And then other things use, you know, either NIST curves or 25519 if they don't want to use NIST curves.
Although I will say it's been interesting, you know, Deidre Connolly is a modern cryptographer involved in Signal and a bunch of other different types of things, both as a cryptographic engineer and other stuff.
And in a recent podcast, she was basically going, you know, well, maybe we need to revisit because of the low cofactor in, you know, SecP, you know, because there's a lot of work to make Ristretto work.
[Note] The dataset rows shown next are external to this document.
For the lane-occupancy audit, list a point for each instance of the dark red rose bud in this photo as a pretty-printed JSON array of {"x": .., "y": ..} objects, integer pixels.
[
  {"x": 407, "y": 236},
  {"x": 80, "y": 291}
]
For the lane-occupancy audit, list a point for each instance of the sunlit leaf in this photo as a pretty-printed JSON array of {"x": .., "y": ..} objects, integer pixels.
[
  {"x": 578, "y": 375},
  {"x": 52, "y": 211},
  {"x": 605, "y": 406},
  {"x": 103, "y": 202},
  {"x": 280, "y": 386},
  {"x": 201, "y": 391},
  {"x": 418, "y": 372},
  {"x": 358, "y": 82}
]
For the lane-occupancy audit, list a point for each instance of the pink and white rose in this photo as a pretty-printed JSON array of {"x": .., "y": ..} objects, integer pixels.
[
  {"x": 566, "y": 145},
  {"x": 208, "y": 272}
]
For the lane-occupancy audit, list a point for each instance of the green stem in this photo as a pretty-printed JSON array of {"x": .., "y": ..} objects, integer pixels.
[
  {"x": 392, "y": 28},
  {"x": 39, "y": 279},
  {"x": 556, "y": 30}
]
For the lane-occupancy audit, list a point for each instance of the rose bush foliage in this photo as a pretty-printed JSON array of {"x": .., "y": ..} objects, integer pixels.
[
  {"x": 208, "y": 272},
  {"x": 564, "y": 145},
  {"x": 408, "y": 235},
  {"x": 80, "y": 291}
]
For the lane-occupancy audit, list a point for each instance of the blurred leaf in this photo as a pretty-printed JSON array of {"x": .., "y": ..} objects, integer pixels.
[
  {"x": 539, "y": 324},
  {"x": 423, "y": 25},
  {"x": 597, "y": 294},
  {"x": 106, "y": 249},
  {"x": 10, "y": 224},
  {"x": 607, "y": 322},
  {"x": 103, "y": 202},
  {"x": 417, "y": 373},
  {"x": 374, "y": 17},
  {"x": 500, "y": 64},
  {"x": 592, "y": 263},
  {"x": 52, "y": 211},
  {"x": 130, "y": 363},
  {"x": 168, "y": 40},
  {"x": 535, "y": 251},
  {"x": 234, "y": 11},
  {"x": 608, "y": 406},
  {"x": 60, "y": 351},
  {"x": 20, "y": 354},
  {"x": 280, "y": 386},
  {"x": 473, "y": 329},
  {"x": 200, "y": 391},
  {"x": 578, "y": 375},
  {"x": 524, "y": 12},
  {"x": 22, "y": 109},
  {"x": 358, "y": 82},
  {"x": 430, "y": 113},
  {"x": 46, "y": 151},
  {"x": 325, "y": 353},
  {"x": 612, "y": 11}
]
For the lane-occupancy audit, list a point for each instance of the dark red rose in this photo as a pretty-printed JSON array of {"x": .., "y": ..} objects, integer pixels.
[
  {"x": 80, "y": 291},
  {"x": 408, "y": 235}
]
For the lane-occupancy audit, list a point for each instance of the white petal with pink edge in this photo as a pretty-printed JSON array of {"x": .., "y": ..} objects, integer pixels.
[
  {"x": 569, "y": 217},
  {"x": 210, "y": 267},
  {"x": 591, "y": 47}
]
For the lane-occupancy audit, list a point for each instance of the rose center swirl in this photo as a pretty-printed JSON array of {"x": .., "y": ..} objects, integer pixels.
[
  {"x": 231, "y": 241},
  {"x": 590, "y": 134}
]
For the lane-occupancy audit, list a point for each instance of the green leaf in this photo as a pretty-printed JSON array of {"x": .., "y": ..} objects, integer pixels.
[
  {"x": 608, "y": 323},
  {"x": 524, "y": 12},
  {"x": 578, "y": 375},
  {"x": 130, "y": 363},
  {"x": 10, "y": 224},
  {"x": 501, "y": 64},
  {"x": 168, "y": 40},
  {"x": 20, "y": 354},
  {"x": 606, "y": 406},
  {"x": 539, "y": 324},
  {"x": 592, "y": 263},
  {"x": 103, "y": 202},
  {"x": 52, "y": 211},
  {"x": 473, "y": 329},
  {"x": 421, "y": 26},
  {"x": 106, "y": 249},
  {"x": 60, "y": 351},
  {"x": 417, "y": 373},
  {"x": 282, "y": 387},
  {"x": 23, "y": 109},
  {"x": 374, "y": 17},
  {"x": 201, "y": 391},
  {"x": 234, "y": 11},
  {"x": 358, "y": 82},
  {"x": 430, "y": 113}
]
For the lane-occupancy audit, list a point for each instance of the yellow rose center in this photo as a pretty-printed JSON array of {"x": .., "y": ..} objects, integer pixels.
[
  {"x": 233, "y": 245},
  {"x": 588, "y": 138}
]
Obviously she's putting a lot of effort into Ristretto which is fixing the 25519 problems and and things of that nature, but she was basically giving a little bit more credit to K1 recently and I would consider her one of those people that would have that were in that category you just mentioned.
On the other hand, you know, she's not a regulator, she's not a government buyer or any of those kinds of things who will also, it's Bitcoin, don't use it.
Yeah.
Also, just one comment on XTC mode from the previous page.
XTC is like, it explicitly states that it's not suitable for data in transit.
It's designed for block storage on a storage device, for long-term block storage.
So if you want something that's kind of versatile enough to use in both use cases, whether it's for storage or for like request transmission, things like that, then it's probably not the right one.
- Yeah, there are definitely issues and there are other AES ones.
Had a bit of a discussion about that.
I mean, John's comment was these are very distributed operations, the function calls are, you know, may not be replied to for a day.
So in some ways they are kind of like- - Kind of like storage.
- Storage.
So that was an interesting observation.
-
Yeah, okay.
-
Obviously, you know, we're doing a little bit more of a, we're not doing with this initial one, ECDSA.
That's the easy alternative.
Maybe I'm wrong, but I just feel like we really want to, at least with this move to the next level.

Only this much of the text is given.